Crafted items are made by experts and master craftsmen. Few crafted items will be better then +3. A common enchanted item, among the hedge wizards spells to cast will be a variety of Continual spells that create useful but very minor enchanted items such as fire stones, ice stones, chill stones, warming blankets, and the like.

There will be less then 1000 magic items on planet. The vast majority of these will be arrows, followed by +1 weapons and shields, then +2 weapons and shields.


Magic users and clerics.. True wizards and clerics will be extremely rare to start. True wizards and clerics rarely are found in humble rural places, but that's just a guideline. At the beginning of the game no wizard or evoking priest has been to the Vale in the lifetime of the oldest native. Most wizards and clerics will be found in cities.
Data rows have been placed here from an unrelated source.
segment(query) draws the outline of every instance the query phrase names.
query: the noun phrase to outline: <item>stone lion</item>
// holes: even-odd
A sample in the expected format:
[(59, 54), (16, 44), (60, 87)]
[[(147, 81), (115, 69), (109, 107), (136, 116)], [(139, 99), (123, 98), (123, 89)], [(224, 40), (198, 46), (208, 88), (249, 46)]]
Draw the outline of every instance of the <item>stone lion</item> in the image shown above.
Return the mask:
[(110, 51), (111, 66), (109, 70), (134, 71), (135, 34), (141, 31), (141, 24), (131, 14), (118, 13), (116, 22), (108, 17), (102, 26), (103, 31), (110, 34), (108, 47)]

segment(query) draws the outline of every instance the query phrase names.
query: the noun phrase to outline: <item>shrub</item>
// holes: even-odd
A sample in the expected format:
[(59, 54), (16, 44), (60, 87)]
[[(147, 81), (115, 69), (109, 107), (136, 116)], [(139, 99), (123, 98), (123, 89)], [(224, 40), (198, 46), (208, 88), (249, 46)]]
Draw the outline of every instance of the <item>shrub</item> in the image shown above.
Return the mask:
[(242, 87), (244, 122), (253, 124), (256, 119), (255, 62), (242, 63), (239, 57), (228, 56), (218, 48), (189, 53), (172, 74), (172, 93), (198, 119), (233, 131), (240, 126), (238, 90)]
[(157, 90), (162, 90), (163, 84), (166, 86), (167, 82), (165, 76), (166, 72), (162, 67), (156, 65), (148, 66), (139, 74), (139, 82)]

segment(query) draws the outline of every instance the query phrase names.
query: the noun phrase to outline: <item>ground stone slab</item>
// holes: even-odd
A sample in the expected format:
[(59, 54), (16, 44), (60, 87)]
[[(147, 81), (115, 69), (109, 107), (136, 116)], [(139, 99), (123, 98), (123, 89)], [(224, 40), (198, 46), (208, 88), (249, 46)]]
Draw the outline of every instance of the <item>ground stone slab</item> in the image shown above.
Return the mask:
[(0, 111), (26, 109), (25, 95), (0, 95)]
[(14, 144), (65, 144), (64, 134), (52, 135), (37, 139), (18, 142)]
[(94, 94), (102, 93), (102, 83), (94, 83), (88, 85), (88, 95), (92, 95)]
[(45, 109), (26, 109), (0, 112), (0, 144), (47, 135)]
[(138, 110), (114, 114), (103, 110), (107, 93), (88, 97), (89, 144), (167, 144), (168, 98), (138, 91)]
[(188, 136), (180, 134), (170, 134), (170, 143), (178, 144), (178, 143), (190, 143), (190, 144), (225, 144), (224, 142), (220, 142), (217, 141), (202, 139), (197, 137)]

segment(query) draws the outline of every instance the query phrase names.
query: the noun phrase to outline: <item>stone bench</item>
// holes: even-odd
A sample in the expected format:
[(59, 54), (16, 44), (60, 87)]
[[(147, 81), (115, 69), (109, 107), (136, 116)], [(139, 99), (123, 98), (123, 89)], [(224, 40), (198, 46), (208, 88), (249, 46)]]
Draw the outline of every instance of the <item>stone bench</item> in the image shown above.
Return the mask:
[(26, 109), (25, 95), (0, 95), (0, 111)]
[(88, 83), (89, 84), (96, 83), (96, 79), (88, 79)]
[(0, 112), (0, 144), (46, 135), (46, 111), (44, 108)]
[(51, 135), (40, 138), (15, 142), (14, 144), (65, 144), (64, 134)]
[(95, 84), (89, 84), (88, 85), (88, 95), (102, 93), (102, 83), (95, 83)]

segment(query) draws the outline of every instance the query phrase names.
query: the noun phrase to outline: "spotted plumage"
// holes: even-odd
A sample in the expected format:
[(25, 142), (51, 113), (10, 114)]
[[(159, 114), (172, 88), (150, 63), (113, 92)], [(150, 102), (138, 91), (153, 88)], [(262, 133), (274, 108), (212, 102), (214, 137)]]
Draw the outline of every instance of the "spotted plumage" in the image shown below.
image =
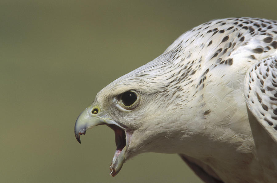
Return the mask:
[[(98, 124), (114, 130), (113, 176), (122, 162), (152, 152), (179, 154), (207, 182), (274, 182), (276, 49), (276, 21), (203, 24), (100, 91), (76, 121), (76, 137)], [(128, 91), (137, 98), (126, 106), (122, 96)], [(94, 122), (78, 122), (85, 116)]]

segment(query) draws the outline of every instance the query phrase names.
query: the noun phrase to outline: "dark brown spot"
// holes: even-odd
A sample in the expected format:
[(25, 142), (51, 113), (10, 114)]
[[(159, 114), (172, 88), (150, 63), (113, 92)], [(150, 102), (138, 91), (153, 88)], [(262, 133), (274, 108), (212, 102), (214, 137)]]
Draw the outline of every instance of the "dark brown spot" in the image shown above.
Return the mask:
[(250, 30), (250, 32), (252, 32), (255, 30), (255, 29), (252, 28), (252, 27), (249, 27), (249, 30)]
[(207, 115), (209, 114), (211, 112), (210, 110), (206, 110), (205, 111), (205, 112), (204, 113), (204, 116), (206, 116), (206, 115)]
[(274, 89), (273, 89), (273, 88), (271, 88), (269, 86), (267, 86), (267, 89), (268, 91), (272, 91), (274, 90)]
[(269, 43), (272, 41), (272, 38), (271, 37), (267, 37), (263, 39), (263, 41), (267, 43)]
[(225, 36), (223, 38), (223, 39), (222, 39), (222, 41), (221, 42), (225, 42), (225, 41), (228, 40), (229, 39), (229, 36)]
[(263, 51), (263, 50), (262, 48), (255, 48), (252, 50), (253, 52), (256, 54), (260, 54)]
[(241, 42), (243, 42), (243, 41), (244, 41), (244, 36), (243, 36), (242, 37), (240, 38), (240, 39), (239, 40), (239, 41), (241, 41)]
[(266, 110), (267, 111), (268, 111), (268, 107), (264, 104), (262, 104), (262, 107), (263, 107), (263, 109), (264, 110)]

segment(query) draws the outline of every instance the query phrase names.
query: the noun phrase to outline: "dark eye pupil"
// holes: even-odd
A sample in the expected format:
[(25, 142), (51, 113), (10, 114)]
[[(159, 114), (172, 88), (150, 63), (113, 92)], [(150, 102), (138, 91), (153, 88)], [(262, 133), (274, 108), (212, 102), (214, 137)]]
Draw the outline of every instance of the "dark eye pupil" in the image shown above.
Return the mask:
[(132, 92), (126, 92), (122, 94), (121, 100), (125, 106), (130, 106), (136, 100), (137, 95)]

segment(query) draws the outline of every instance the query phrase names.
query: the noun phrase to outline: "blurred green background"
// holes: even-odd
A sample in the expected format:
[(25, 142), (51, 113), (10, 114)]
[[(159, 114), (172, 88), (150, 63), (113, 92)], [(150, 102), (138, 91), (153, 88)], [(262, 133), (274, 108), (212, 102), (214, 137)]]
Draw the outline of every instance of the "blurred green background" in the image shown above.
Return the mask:
[[(201, 182), (175, 154), (148, 153), (114, 177), (105, 126), (75, 139), (97, 92), (209, 20), (277, 19), (276, 0), (0, 1), (0, 181)], [(189, 147), (187, 148), (189, 148)]]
Not all priests will be evoking priests. Certain to be a sore point amongst them.

Hedge wizards will be rare but well known and the Vale will have a couple. These practioners will be sort of a mixture of herbalists, midwife, alchemist, and charelton. At best a 3 level mage making his rural living. Most will have traveled to learn more heir trade but may inlist young children to collect local supplies. They may provide medical help.

Frairs are something akin to a parish priest, druid, and a monk. Well versed in nature lore, knowledgeable in stories and myths, they perform rituals, marriages, funerals, and blessings. The usually have medical skills.